About the actual story, almost every time Nora talked, either the words “slipped out before she could stop them” or she regretted what she said as soon as she said it. Nora came across as very unsure of herself. I suppose it’s partly because she doesn’t feel like she is a witch or a Walker. She also recently lost her grandma, so she probably feels alone and like no one understands her. I just prefer when a character has more confidence in herself.
This story is a mixture of modern times with older times. Since it takes place during a snow storm that has taken out the power, there isn’t electricity being used at all, plus the setting is within an old forest. However, it has a modern, young feel because of the characters, who act like typical teenagers. There is underage drinking and even a party. Additionally, be warned that there is some language throughout.

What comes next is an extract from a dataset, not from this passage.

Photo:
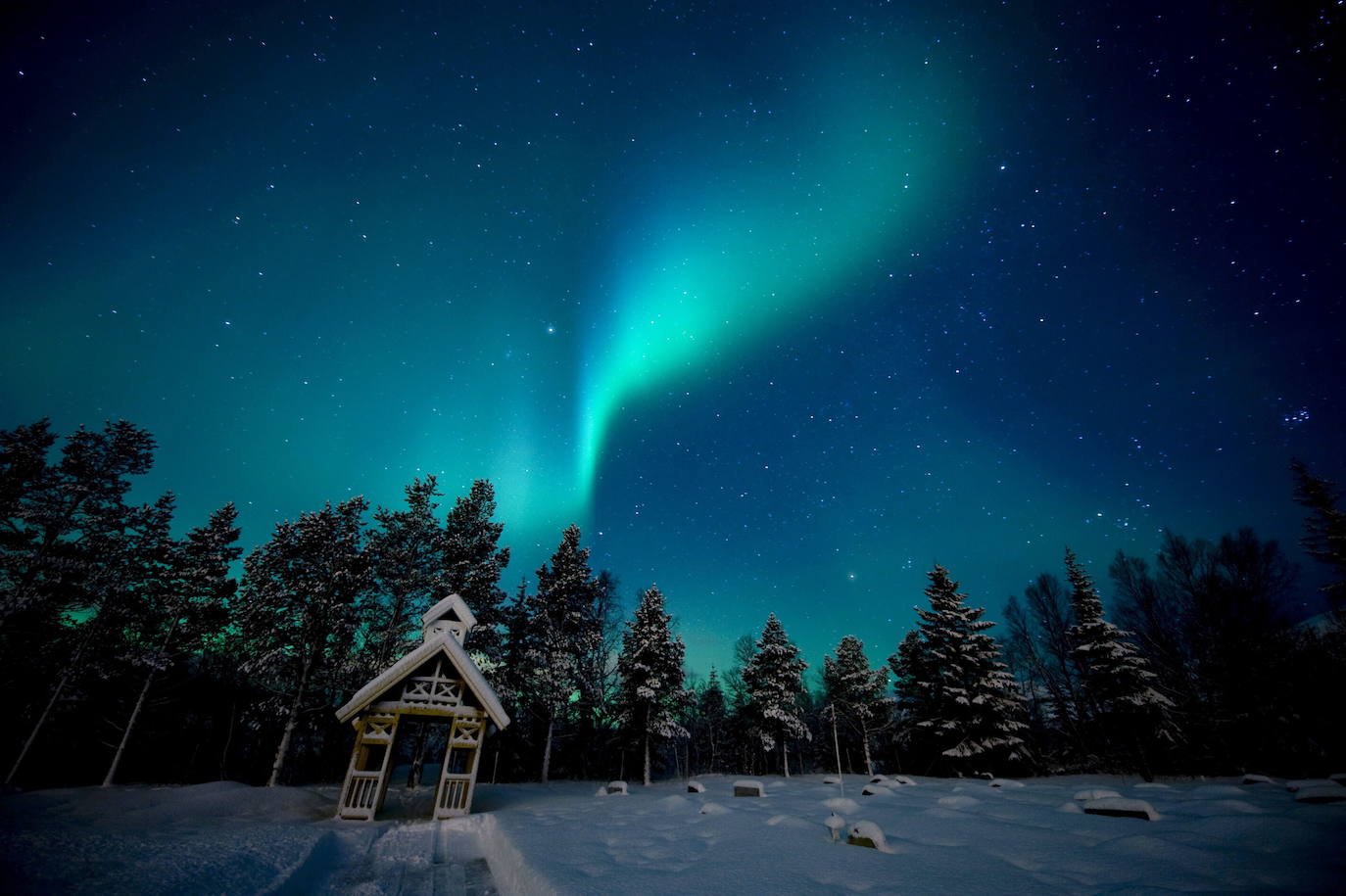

The story is told in first person, but with chapters switching between the perspectives of Nora and Oliver. I like the change of perspective since it really adds to the story and shows what’s going on with Oliver as well as the main character Nora. There aren’t that many chapters from Oliver’s perspective, but that adds to the mystery of what happened, which allows the reader to be more along the same lines as Nora and not know more than what she knows.
Entries from the Walker spellbook are placed throughout the book, which I found very interesting. It gives some background on the Walkers and what each one’s nightshade was. I would have liked to see more of the “spells” incorporated though. I also wish there was more incorporated with the woods, especially since the book is titled “Winterwood”. There were only really two, short scenes with the woods. However, I did feel like there was enough to show how the whole place was “alive”.
Even though the ending seemed really fast paced, I thought the book ended well, with some surprising twists that I didn’t see coming. I felt like there was also some closure at the end, questions answered and things figured out. It was tough, but I’m glad that I finished this book to see how everything came together.
The twists at the end are what really give the closure. First with the truth about the accident. Second with Nora finding her nightshade.
I was so surprised to find out that Oliver was the one who died. I thought that Oliver killed the other boy, most likely on accident. Nora had mentioned that Walkers could see ghosts, but it seemed like Walkers only saw them in the graveyard and they appeared in a way that Walkers knew they were ghosts. At first I thought that seeing ghosts more clearly was Nora’s nightshade. It made sense after it was clear, though, why Nora was the only person to see Oliver and how he “survived” in the woods for two weeks.
The second piece of closure, and second surprise, was Nora finally discovering her nightshade. She was able to turn back time in order to save Oliver. This also explained her feelings of deja vu and feelings of time moving slowly. I wish her nightshade was explained more in depth because it seemed like she could just turn back time, but then her chapter in the spellbook said that she basically time travelled. This is mostly where I wished the end of the book wasn’t so abrupt and had more detail. But I did think the ending was good, good enough to make me glad that I finished.
“Because I am more darkness than girl. More winter shadows than August sunlight. We are the daughters of the wood, my grandmother would whisper.”
“A sleeping forest will allow safe passage. But if it wakes, be prepared to run.”
“Into the Wicker Woods.
Nothing good lives here.”
“In winter, these woods feel like a fairy tale suspended in time - the princess forgotten, the hero eaten whole by a noble fir goblin. The story ended, but no one remembered to burn the haunted forest to the ground.”
“I am a Walker...I belong in these trees. Even if I’m not as formidable as my grandmother or as fearless as my mom, the same blood swells through my veins. Black as tar. The blood that gives all Walkers our nightshade, our ‘shadow side.’ The part of us that is different - odd, uncommon.”
“A bone moth.
The worst kind. The bringer of portents and warnings, of omens that should never be ignored. Of death.”
“The name that rings between my ears: Nora Walker.
The girl with moonlight in her veins.”
“There is more to fear in men’s hearts than in those trees.”